林芳正官房長官が、国と地方で計7兆から8兆円程度の税収減が見込まれることを指摘している*2が、恒久的な減収になるのでインフレ促進策になる。経験的には資産の現金依存が大きい低所得者の方がインフレに弱い。また、基礎控除の引き上げは、所得税の限界税率が高い高所得者の方が得になる。インフレと逆進性から低所得者に不利な施策となる。

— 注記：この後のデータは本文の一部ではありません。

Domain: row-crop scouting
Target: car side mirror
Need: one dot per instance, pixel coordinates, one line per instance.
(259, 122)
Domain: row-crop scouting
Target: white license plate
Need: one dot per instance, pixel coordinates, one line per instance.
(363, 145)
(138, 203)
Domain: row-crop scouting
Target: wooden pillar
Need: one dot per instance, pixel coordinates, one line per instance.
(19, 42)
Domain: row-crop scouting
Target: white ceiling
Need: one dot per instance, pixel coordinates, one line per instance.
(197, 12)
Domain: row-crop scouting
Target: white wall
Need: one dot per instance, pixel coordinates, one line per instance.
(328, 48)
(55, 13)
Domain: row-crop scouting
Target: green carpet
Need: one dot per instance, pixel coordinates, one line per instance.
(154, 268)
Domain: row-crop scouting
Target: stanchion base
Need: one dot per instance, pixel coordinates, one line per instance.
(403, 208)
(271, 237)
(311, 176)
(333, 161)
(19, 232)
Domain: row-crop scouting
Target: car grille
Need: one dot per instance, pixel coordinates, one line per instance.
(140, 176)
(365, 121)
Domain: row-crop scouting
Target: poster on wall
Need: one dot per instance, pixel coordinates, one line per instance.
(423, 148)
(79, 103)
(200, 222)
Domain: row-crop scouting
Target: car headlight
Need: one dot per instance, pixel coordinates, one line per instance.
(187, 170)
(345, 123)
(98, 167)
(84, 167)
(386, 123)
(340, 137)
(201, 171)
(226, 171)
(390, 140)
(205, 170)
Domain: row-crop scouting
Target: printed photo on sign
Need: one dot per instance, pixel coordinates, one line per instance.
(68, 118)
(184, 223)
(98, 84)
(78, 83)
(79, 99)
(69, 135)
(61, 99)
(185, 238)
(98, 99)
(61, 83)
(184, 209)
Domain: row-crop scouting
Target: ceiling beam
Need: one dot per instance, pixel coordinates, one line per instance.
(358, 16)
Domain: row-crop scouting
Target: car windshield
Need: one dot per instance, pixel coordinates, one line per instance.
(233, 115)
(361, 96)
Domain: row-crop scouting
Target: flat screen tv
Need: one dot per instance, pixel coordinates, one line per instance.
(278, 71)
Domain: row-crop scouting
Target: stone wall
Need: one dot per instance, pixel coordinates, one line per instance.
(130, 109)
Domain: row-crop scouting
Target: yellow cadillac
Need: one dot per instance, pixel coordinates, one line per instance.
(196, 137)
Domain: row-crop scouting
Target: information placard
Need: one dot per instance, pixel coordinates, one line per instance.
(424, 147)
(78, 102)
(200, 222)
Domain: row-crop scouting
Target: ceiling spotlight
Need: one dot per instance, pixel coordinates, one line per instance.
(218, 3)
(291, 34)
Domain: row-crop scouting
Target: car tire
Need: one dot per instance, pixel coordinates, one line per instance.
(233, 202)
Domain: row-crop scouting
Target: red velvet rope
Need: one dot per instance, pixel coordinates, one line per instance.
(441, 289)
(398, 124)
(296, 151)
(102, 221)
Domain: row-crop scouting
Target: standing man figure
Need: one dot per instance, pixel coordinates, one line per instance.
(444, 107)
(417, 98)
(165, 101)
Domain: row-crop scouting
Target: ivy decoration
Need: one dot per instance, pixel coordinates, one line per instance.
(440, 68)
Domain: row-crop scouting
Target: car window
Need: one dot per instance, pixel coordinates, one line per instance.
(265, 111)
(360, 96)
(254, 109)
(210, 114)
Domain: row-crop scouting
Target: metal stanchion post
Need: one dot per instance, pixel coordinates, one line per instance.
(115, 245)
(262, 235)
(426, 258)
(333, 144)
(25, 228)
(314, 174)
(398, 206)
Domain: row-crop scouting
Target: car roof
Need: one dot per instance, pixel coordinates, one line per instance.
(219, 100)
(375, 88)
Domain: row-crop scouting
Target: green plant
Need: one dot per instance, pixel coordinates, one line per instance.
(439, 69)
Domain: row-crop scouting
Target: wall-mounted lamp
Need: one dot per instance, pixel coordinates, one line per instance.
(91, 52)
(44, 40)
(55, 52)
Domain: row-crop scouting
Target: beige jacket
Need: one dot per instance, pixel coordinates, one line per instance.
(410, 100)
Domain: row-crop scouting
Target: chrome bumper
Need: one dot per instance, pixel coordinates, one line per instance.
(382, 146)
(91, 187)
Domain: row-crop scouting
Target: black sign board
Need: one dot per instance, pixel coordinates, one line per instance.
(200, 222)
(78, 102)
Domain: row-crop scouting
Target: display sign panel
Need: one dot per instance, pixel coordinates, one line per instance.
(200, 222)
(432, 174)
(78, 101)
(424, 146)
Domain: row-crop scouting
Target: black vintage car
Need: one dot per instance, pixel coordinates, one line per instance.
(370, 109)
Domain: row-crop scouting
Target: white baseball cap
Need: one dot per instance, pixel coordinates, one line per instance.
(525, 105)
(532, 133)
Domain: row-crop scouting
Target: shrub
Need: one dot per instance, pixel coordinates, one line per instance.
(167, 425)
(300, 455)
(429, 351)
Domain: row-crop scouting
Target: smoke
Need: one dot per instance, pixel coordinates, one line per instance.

税や給付は全体像を考えることが大事*3なので、この特徴だけで是非は決められないが、税収減になると言う指摘に対して玉木代表は「従来の財務省的発想だ」と具体性の無い反論をしているので、他の政策とあわせて考えているわけではないようだ。基礎控除の引き上げ(所得減税)と同時に、所得税の限界税率を引き上げる(所得増税)などして、累進性や財政への影響に配慮することは可能なのだが。
基礎控除の引き上げによる税収減を相殺するように消費税率の引き上げをすれば、玉木代表が重視しているように見える現役世代に有利な施策になる。勤労世帯が減税で得をする一方、引退世帯には減税にならず、消費増税は全世帯にとって損になるからだ。